Over the weekend Planet3.0 reported that the Heartland Institute was threatening to sue anyone who commented on the leaked documents.
Joseph Bast the president of the Heartland Institute has this to say about these threats “We realize this will be portrayed by some as a heavy-handed threat to free speech. But the First Amendment doesn’t protect Internet fraud, and there is no right to defamatory speech.”
Of course the Heartland Institute didn’t feel this way when it was busy defaming scientists after the CRU email hack, but that hypocrisy isn’t the story here.
As discussed last time, there isn’t much basis for these threats (though I am not a lawyers so this is not legal advice), but a nasty letter from a lawyer can in many cases be enough to scare bloggers who don’t have a lawyer or two on retainer into compliance. These strong arm tactics even have an appropriate name: SLAPP or strategic lawsuit against public participation.
Reporting on documents that were illegally obtained is legitimate and fully legal. That is why major newspapers like the New York Times (who no doubt consulted with their lawyers) not only reported on the leaked diplomatic cables but even collaborated with Wikileaks. It is also why many news outlets reported on the illegally obtained CRU emails without fear of lawsuits.
Of course it remains to be seen if Heartland will follow through with these threats or if the letters are nothing more than a scare tactic.
However there is another twist to the story. While reporting on these documents is perfectly legal, obtaining them was not.
And we now know who obtained the documents. It was Peter Gleick, a climate scientist and the co-founder and president of the Pacific Institute.
This is what he said on his blog at the Huffington Post:
At the beginning of 2012, I received an anonymous document in the mail describing what appeared to be details of the Heartland Institute’s climate program strategy. It contained information about their funders and the Institute’s apparent efforts to muddy public understanding about climate science and policy. I do not know the source of that original document but assumed it was sent to me because of my past exchanges with Heartland and because I was named in it.

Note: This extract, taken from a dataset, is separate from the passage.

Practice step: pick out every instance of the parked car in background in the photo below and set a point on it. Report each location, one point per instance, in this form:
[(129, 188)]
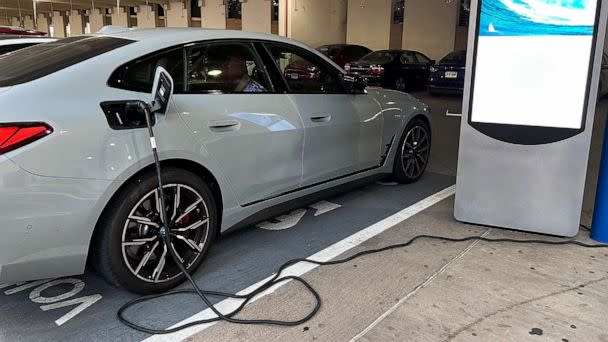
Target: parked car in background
[(342, 54), (603, 90), (240, 142), (20, 31), (398, 69), (447, 76), (10, 43)]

Given the potential impact however, I attempted to confirm the accuracy of the information in this document. In an effort to do so, and in a serious lapse of my own and professional judgment and ethics, I solicited and received additional materials directly from the Heartland Institute under someone else’s name. The materials the Heartland Institute sent to me confirmed many of the facts in the original document, including especially their 2012 fundraising strategy and budget. I forwarded, anonymously, the documents I had received to a set of journalists and experts working on climate issues. I can explicitly confirm, as can the Heartland Institute, that the documents they emailed to me are identical to the documents that have been made public. I made no changes or alterations of any kind to any of the Heartland Institute documents or to the original anonymous communication.
I will not comment on the substance or implications of the materials; others have and are doing so. I only note that the scientific understanding of the reality and risks of climate change is strong, compelling, and increasingly disturbing, and a rational public debate is desperately needed. My judgment was blinded by my frustration with the ongoing efforts — often anonymous, well-funded, and coordinated — to attack climate science and scientists and prevent this debate, and by the lack of transparency of the organizations involved. Nevertheless I deeply regret my own actions in this case. I offer my personal apologies to all those affected.
This doesn’t answer the question of where the supposedly fake memo came from, and we should not point accusatory fingers without solid evidence.
The memo may not even be fake. We only have Heartland’s word that the memo is a fake, and they have done nothing to earn my trust and plenty to earn my distrust. But that doesn’t mean they are lying, only that we don’t know and likely never will.
I have little doubt that Heartland will send as many lawyers as they can after Peter Gleick. He genuinely erred and perhaps even broke the law. I even have some sympathy for Heartland and they have every right to go after Gleick. After all if the CRU email hacker is ever caught I would support strong legal action against him.
What is really unfortunate is that this whole episode seems likely to take the public discourse even further away from the scientific realities of climate change, and this is exactly what we don’t need. As Andy Revkin writes:
The broader tragedy is that his decision to go to such extremes in his fight with Heartland has greatly set back any prospects of the country having the “rational public debate” that he wrote — correctly — is so desperately needed.
Expect the usual suspects to use this episode to defame the entire climate community. But some bad decisions by one scientist, who was obviously very frustrated by the way Heartland and others have acted in the climate debate, shouldn’t matter very much. Nothing in this indecent says anything about the science of climate change. It remains as strong as ever.
But there is a potential upside to all of this. For a very long time now the climate community has been asking journalists to explore the inner workings to groups like the Heartland Institute and for years very little reporting on such groups has occurred. The documents Gleick obtained have uncovered more information about Heartland’s operations than journalists have ever uncovered. This combined with the recent investigations by John Mashey has forced journalists to take a look at how Heartland operates, but these documents only reveal a glimpse.
Hopefully this incident will spark a long overdue interest by journalists and others to look deeper into the inner workings of Heartland and other ‘think tanks’, because it is well past time they received real scrutiny.